After weeks of obfuscation over who is funding the Dallas HERO Initiative, Bennett admitted in a late September WFAA interview that he was contributing money and office space to the effort. Bennett also acknowledged he doesn’t live within Dallas city limits and is personal friends with Marocco, the initiative’s executive director.

Marocco told the Observer that he “is not affiliated” with Keep Dallas Safe or Dallas Justice Now and that he had “never heard of Crowds on Demand.” He added, “Dallas Hero is nonpartisan and appreciates all our advocates and community partners joining the fight against Dallas’s corrupt city council.”

On November 5, voters will decide on the charter amendments being pushed by Bennett and other nonresident conservatives. The Dallas Morning News editorial board has come out against the proposals, as has a coalition of four former mayors, a former police chief, several former city council members, and elected officials at the county and state level. Even Mayor Johnson and conservative Council member Cara Mendelsohn have now publicly urged voters to vote against the proposals.

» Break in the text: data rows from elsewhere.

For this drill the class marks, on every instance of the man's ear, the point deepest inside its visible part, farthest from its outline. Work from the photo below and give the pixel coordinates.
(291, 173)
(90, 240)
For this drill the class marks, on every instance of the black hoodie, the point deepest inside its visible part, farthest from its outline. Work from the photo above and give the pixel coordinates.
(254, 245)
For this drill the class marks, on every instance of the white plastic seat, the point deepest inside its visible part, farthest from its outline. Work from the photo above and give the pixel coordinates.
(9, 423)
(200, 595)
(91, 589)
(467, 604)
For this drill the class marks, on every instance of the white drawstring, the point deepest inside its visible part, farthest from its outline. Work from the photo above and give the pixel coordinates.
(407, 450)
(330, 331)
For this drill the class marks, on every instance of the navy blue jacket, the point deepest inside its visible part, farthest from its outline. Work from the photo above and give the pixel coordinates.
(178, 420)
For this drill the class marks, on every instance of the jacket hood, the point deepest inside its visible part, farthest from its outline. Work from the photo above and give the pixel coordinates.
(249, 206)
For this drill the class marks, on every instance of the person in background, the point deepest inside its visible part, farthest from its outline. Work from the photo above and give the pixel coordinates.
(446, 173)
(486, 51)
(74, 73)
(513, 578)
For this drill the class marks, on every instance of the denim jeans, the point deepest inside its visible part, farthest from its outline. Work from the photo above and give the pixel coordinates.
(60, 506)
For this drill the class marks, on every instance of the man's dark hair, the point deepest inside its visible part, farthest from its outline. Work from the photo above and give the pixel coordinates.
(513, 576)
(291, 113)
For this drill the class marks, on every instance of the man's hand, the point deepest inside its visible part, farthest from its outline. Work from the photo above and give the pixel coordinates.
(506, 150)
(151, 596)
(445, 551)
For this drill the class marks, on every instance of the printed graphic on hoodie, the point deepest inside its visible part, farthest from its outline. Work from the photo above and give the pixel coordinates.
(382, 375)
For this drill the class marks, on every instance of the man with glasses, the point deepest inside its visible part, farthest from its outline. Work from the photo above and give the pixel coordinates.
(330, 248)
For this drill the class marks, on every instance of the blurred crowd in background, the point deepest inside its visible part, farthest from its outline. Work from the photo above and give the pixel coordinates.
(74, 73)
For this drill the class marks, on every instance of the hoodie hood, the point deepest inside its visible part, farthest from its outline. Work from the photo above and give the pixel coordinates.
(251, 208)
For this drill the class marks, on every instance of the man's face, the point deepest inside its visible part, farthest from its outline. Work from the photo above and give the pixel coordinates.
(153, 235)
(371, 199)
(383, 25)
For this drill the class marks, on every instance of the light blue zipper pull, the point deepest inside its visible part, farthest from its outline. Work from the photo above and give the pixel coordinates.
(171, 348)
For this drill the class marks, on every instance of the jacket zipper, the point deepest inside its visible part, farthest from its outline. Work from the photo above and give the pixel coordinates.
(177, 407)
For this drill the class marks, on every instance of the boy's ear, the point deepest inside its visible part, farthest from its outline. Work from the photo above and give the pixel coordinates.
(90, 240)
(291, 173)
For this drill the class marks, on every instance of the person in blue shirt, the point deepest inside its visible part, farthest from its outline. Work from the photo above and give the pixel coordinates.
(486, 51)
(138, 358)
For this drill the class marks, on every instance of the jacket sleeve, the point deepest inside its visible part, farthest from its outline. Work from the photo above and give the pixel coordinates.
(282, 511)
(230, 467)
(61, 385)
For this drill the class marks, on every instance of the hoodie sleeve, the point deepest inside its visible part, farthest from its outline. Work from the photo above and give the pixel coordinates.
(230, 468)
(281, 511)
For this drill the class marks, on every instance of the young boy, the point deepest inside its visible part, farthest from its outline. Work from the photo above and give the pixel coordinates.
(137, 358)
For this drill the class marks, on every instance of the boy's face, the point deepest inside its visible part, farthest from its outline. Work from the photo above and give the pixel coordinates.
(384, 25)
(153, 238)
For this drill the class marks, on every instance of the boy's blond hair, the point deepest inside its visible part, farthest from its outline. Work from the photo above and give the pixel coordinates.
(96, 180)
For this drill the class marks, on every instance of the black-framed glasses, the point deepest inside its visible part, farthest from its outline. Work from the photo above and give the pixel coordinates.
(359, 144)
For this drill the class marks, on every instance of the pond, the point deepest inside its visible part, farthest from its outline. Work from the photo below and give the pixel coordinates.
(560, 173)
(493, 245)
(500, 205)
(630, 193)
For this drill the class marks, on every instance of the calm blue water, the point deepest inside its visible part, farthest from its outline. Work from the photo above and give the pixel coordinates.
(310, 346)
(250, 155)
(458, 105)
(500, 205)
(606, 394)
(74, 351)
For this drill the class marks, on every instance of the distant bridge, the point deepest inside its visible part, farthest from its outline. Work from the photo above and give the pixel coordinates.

“I hope the voters realize that these amendments will not move public safety forward,” Council member Schultz told the Observer. “They will divide us further and create burdens on DPD [the Dallas Police Department] that they do not want. The idea of a small group of residents determining the employment of the City Manager with no accountability is irresponsible. These amendments reflect an agenda that is contrary to everything Dallas stands for.”


Editor’s Note: After publication of this story, Monty Bennett, who had been previously reported as a billionaire, denied in a social media post that he is a billionaire. This story has been updated to reflect his statement.

This story and infographic were supported by a grant from the Fund for Investigative Journalism.


November 6 Update: Dallas voters approved Proposition S, which enables litigation against the city, and Proposition U, which commits funding to the police department and police and fire pensions, while rejecting Proposition T, which would have created a survey that could lead to the city manager’s firing.